Although it is often supposed that infantile masturbation was the focus of these anxieties, it is clear from the literature that it was young men at puberty and in the years immediately following who were the group at which much of the agitation against self-abuse was directed. The perception of the dangers of masturbation and the outcries against its practice have been directed overwhelmingly towards men. Although there have been occasional diatribes against masturbation in women, this never generated the virtual industry of pamphlets and preventive and curative prescriptions dealing with the apparent epidemic of sexual debility caused by ‘the secret vice’ in males. During the heyday of belief in a clear distinction between immature clitoral and mature vaginal orgasm, masturbation was supposed to interfere with women's capacity to achieve the correct kind during intercourse. However, being neurotic and immature, though deplorable, was hardly as serious a threat as the major mental and physical debilitation men allegedly risked. These proliferating fears around the sexuality of young men from the mid-eighteenth century may bear some relation to the increasingly late age of marriage. Many authorities even believed masturbation to be a far greater danger than intercourse with prostitutes (even though these might well be diseased). There is indeed some evidence of fornication being recommended as a ‘cure’ for masturbation during the nineteenth century. When, from the early twentieth century, sex educators began to disseminate reassuring messages that masturbation would not cause consumption, tabes dorsalis, or insanity, the practice was still said to be best avoided and not indulged to excess. From being physiologically damaging it became an indicator of some psychological defect, neurosis, immaturity, or an inability to form proper interpersonal relationships. At a half-folkloric, half-joking level, the belief that it causes hair to grow on the palms of the hands is still bandied about.
The false etymology deriving the term ‘masturbation’ from ‘manustupration’ — from the Latin meaning to defile with the hand — alludes to the commonest, but by no means the only, method of self-stimulation. Much of the fear around self-abuse was exacerbated by this awareness that the means was always to hand.

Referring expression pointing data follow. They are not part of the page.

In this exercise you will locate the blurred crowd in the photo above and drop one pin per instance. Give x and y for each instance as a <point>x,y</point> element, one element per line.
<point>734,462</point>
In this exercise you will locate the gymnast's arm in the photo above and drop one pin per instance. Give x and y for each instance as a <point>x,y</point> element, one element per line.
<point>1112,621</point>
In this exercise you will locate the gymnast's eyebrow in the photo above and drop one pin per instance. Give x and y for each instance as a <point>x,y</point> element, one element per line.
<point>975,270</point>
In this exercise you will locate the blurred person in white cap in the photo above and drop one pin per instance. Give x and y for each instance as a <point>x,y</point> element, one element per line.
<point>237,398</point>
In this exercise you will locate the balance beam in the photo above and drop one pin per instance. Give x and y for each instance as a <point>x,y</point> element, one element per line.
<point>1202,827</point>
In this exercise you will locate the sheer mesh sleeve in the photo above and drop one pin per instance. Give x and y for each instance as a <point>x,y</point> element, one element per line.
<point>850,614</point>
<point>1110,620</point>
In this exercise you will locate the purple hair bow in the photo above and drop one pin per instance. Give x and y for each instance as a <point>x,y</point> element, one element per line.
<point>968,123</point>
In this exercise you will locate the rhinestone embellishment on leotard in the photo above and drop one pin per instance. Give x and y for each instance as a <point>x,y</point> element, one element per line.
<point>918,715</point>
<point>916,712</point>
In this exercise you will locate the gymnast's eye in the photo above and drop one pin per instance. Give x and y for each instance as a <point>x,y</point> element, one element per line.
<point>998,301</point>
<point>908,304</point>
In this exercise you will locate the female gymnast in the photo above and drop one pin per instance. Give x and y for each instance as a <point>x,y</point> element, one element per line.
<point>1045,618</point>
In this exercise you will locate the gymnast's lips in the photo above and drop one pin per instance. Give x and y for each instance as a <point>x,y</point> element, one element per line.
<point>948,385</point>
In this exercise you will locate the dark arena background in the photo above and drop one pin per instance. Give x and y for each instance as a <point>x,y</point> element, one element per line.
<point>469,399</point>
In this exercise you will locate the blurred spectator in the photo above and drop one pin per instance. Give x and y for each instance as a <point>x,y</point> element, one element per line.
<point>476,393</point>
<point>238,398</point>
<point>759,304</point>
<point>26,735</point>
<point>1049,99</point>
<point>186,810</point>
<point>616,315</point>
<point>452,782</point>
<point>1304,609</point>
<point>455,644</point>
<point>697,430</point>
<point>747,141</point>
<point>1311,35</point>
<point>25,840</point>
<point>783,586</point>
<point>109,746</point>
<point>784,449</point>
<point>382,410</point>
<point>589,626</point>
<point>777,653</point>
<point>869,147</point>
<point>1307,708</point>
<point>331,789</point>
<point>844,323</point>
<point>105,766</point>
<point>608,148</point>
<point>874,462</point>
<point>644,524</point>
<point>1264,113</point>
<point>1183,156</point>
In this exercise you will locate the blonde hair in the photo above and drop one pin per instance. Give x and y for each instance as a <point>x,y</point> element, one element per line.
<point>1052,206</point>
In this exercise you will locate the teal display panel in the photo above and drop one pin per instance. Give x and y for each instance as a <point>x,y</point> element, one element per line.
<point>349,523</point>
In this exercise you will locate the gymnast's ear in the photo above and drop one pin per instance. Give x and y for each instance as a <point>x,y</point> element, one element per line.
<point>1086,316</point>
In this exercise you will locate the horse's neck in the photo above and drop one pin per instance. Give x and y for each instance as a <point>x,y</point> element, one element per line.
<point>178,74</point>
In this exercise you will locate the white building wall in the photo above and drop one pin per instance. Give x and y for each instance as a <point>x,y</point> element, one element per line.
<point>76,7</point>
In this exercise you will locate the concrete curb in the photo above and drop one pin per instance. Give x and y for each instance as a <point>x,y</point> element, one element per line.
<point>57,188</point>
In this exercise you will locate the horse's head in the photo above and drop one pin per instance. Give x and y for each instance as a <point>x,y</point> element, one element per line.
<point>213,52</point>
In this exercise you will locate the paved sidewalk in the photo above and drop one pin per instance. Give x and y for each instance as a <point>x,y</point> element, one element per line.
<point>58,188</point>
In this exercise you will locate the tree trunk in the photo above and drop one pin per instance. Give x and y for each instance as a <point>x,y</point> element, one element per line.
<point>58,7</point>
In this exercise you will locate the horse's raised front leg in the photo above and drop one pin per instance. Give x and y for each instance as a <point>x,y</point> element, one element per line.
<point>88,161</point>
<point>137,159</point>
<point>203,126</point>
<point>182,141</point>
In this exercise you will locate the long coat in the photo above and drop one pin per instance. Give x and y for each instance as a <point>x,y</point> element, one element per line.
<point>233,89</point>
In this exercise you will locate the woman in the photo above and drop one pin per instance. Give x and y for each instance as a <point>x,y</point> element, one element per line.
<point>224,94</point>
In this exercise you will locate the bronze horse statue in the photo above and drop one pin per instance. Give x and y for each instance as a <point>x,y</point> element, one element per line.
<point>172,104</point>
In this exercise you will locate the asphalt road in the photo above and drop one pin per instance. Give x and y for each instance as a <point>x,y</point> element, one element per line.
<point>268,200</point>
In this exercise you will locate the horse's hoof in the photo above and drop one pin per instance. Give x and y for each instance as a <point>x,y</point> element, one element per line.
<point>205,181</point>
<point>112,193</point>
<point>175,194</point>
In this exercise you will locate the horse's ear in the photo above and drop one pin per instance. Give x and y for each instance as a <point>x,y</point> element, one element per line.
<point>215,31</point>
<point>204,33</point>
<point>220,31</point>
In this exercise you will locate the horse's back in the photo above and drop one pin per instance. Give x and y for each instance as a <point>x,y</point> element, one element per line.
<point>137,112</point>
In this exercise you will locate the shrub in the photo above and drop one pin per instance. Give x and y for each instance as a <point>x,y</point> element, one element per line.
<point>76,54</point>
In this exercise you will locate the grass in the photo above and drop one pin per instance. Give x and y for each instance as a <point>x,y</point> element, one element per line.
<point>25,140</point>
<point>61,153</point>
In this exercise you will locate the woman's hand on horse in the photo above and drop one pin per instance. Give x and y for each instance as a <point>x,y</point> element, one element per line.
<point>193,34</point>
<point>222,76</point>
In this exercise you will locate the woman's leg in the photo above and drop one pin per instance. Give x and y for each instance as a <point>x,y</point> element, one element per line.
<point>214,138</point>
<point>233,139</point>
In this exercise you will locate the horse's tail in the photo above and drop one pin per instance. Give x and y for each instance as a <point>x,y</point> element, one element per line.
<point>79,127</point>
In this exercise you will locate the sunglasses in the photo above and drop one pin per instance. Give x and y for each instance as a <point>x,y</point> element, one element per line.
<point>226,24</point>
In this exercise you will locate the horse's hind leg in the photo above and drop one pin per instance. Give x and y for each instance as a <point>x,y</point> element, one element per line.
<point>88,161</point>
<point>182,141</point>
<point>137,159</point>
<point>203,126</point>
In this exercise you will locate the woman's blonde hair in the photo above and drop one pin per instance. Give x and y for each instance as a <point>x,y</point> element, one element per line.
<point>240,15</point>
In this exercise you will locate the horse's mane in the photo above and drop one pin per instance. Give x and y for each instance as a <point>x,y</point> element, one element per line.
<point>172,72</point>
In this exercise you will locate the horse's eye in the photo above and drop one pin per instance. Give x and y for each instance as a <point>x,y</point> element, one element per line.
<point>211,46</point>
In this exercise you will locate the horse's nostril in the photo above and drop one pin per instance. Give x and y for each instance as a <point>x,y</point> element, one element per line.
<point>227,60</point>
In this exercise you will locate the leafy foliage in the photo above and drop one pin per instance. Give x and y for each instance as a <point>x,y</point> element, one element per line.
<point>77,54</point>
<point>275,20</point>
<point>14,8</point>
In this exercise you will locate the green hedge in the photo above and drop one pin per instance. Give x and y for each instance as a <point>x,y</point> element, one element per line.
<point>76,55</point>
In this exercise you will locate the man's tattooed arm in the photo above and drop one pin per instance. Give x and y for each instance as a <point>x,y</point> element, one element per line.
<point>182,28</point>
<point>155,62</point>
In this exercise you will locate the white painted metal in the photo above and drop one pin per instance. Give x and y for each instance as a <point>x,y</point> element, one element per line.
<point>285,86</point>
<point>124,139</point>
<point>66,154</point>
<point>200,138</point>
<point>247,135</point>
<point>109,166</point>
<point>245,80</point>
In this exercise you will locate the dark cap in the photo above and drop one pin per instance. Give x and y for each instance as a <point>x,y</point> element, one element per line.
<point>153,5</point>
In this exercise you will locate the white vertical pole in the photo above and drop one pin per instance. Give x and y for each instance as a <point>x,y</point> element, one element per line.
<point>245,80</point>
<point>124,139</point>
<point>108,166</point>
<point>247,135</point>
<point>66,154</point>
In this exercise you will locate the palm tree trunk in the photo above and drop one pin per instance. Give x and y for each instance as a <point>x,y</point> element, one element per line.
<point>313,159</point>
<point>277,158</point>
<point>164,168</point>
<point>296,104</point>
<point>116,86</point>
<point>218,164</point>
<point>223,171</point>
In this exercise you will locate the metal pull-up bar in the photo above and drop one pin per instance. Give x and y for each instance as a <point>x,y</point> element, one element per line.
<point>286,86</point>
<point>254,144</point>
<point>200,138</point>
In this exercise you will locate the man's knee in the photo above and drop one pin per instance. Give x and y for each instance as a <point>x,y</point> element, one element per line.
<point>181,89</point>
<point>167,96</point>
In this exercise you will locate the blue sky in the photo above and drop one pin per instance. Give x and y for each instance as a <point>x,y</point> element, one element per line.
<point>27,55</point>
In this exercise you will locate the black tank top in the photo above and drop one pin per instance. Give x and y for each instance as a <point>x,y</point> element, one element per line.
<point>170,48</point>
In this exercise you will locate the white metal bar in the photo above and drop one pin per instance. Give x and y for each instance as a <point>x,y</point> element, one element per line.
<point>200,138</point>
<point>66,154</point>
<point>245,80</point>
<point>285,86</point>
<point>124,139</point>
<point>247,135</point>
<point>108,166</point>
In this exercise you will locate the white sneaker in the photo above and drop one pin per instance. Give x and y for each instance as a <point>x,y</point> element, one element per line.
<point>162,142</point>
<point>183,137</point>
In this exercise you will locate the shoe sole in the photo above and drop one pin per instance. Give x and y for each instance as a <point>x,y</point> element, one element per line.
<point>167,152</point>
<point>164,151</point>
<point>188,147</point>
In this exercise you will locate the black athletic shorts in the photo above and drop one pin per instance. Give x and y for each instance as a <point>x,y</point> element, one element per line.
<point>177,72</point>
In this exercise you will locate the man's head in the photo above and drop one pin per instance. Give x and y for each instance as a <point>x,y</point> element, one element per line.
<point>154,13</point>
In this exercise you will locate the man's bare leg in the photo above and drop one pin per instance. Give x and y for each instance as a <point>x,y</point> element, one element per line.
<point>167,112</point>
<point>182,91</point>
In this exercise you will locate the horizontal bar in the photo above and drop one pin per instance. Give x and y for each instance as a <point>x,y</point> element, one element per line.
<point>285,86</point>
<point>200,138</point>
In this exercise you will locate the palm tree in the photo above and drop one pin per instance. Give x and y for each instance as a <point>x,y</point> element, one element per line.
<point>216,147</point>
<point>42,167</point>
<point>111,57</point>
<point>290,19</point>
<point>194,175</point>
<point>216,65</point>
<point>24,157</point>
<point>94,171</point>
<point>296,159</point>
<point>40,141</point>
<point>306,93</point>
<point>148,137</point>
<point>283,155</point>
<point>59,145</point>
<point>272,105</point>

However, some men masturbate by rubbing or thrusting against something, or by using vibrators, inanimate objects with holes in, or water jets.
Pornography in its various forms may also be regarded as an appurtenance to masturbation. In women, in spite of the long historical tradition of dildos, the preferred method is direct stimulation of the
clitoris, occasionally with additional vaginal stimulation. Some women are capable of achieving orgasm simply by squeezing their thighs together. Of recent decades masturbation has been recommended to women as a means of familiarizing themselves with their own sexual responses in order to overcome difficulties in achieving orgasm. And of course, more recently, it has had advocates as a safe form of sexual activity which does not transfer bodily fluids.